В это время как раз его часы начали пикать, но он их заткнул и спросил, есть ли у меня какие-то просьбы.
Я сказал, что просьба есть. Нельзя ли выйти отсюда через какой-нибудь черный ход или хотя бы через окно.
— Это еще зачем? — свел брови император.
— Не извольте прогневаться. Ваше Величество, — сказал я. — Но ваша секретарша… У меня тут с ней были шуры-муры, и она втюрилась в меня, как кошка.
— Вот оно что! — еще больше нахмурился царь. — Ах ты негодяй какой! — вскричал он и стукнул жезлом в паркет. — Так вот ты чем здесь занимался! Вот почему ты не распространял «Большую зону»!

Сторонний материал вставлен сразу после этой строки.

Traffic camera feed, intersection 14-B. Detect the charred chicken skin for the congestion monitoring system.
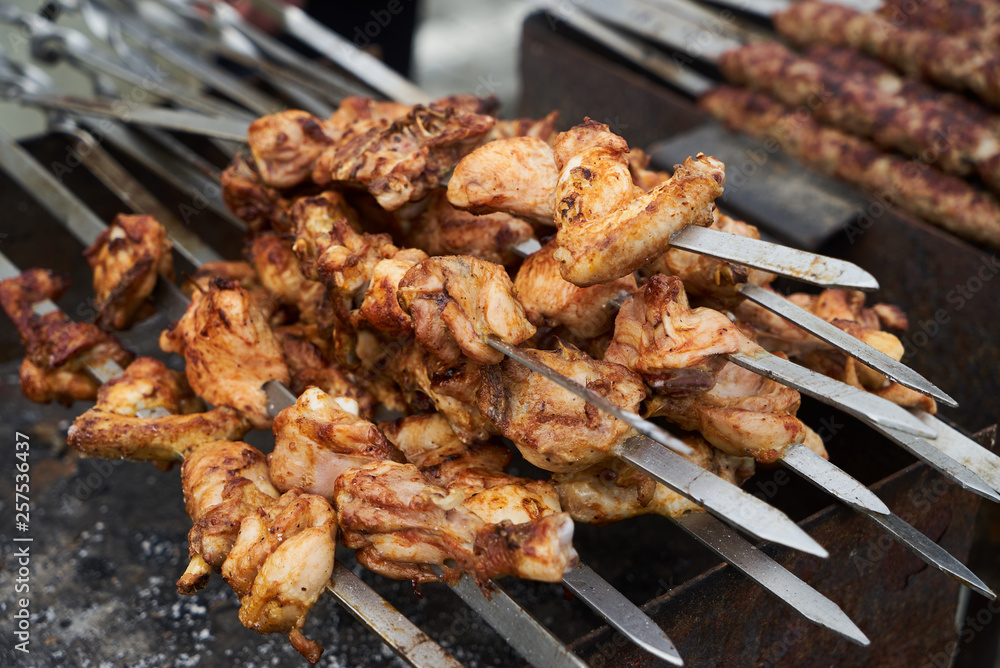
[407,188,534,265]
[313,105,495,211]
[66,357,250,462]
[247,109,334,188]
[604,274,760,394]
[552,433,754,524]
[0,269,135,406]
[399,255,535,364]
[555,120,726,286]
[478,345,646,472]
[83,214,174,329]
[160,279,291,429]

Я испугался и рухнул на колени. Я стал объяснять, что заглотные коммунисты выделили мне Искрину без всякой просьбы с моей стороны, а просто как почетному гостю. И я жил с ней не для удовольствия, а только для того, чтобы отвлечь их внимание, усыпить бдительность и способствовать пришествию Его Величества.
— А она для чего же с тобой жила? — спросил он и покосился на меня презрительно и насмешливо.

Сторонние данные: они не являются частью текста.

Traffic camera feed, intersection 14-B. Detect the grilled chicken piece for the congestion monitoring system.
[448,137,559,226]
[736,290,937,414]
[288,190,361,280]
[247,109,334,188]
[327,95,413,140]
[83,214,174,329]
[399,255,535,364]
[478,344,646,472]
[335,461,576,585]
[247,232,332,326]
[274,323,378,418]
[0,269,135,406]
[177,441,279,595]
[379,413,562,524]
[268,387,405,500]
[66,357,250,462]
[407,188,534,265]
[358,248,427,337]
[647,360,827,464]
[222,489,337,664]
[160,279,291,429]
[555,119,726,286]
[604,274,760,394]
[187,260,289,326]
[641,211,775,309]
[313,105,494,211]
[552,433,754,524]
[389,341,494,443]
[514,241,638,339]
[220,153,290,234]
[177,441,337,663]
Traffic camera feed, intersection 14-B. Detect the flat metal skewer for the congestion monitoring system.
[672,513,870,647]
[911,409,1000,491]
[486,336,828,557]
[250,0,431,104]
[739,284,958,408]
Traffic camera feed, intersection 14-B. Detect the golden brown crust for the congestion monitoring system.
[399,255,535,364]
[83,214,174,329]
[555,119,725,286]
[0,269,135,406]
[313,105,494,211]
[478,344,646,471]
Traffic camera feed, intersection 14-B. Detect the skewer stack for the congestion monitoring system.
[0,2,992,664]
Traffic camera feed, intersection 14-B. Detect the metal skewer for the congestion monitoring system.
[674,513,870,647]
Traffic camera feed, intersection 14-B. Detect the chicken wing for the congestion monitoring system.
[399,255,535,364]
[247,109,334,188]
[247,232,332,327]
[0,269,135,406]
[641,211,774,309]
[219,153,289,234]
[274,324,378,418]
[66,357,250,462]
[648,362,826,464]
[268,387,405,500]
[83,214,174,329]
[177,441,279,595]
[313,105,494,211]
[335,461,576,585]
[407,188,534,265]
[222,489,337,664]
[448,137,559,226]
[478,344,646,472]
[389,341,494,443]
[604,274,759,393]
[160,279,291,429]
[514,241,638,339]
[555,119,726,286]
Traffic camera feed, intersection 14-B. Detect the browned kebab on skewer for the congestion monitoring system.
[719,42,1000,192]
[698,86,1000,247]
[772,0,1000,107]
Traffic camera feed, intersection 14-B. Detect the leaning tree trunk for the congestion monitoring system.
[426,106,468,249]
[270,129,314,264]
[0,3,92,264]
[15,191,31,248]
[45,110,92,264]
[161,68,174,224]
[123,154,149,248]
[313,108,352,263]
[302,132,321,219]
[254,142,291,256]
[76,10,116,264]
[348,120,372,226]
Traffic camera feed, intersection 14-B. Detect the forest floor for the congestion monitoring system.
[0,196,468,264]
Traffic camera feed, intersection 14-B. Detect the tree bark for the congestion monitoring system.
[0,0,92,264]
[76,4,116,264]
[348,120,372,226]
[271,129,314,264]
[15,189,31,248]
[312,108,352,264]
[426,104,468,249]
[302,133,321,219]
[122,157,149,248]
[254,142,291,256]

Я, конечно, мог бы ему объяснить, что таких женщин, которые не хотели бы жить со мной, не бывает. Но я побоялся его рассердить и сказал, что она жила со мной в порядке партийной нагрузки.

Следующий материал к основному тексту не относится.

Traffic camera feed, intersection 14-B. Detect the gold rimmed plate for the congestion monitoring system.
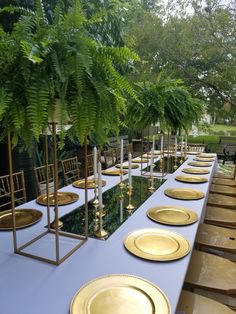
[124,228,190,262]
[132,158,150,164]
[70,274,171,314]
[148,150,161,155]
[175,175,208,183]
[36,192,79,206]
[102,169,128,176]
[193,156,215,162]
[0,208,43,230]
[187,151,200,155]
[188,161,212,167]
[147,206,198,226]
[115,164,139,169]
[142,154,151,159]
[72,179,107,189]
[182,168,210,174]
[164,188,205,201]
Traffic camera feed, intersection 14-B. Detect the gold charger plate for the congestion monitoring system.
[187,151,200,155]
[147,206,198,226]
[124,228,190,262]
[193,156,215,162]
[164,150,175,154]
[210,184,236,196]
[164,188,205,200]
[175,175,208,183]
[0,208,43,230]
[70,274,171,314]
[102,169,128,176]
[143,153,151,159]
[132,158,150,164]
[188,161,212,167]
[72,179,107,189]
[198,153,216,158]
[115,164,139,169]
[36,192,79,206]
[182,168,210,174]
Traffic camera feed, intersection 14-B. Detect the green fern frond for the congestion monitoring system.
[27,76,50,139]
[0,87,12,120]
[20,41,43,64]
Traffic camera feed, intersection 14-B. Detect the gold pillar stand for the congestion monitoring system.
[94,205,108,240]
[126,186,134,212]
[8,123,88,266]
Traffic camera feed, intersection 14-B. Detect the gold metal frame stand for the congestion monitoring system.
[8,122,88,265]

— Какой разврат! — вскричал император. — Это так себя вела моя секретарша. Лео! — закричал он как будто куда-то в пространство, хотя Лео стоял совсем рядом. — Повелеваю тебе эту… как ее… арестовать, подвергнуть публичной порке, выстричь середину головы и вывалять в смоле и в перьях.
— Ваше Величество! — закричал я, не вставая с колен. — Симыч, — сказал я, чувствуя, что могу так сказать. — Она ни в чем не виновата. Ее заглотчики принуждали к сожительству с иностранцами. А она сама всегда была очень богобоязненной и всегда была верной симиткой. Она всегда твой портрет здесь вот носила.
Кажется, мое сообщение его ублажило, и он сказал, что ладно, пороть не будет, а сошлет ее в монастырь. Мне ее было немного жалко, однако, будучи в то же время ревнивым, я был рад, что она останется жива, но не сможет мне изменять.
— Ну ладно, — сказал царь и, сняв шапку Мономаха, утерся ею. — Ступай и запомни то, что я тебе поручил. Лео, проводи его через ту дверь.
Я вскочил на ноги, отряхнул колени и, низко кланяясь, пошел задом к двери.
— Витя! — окликнул меня вдруг Сим Симыч впервые в жизни по имени.
Удивленный, я остановился и вытаращился на него.
— Слушаю, Ваше Величество!
— Счастливого пути, Витя! — сказал царь и шапкой смахнул слезу.
— Счастливо оставаться, Симыч, — сказал я дрогнувшим голосом и толкнул задом дверь.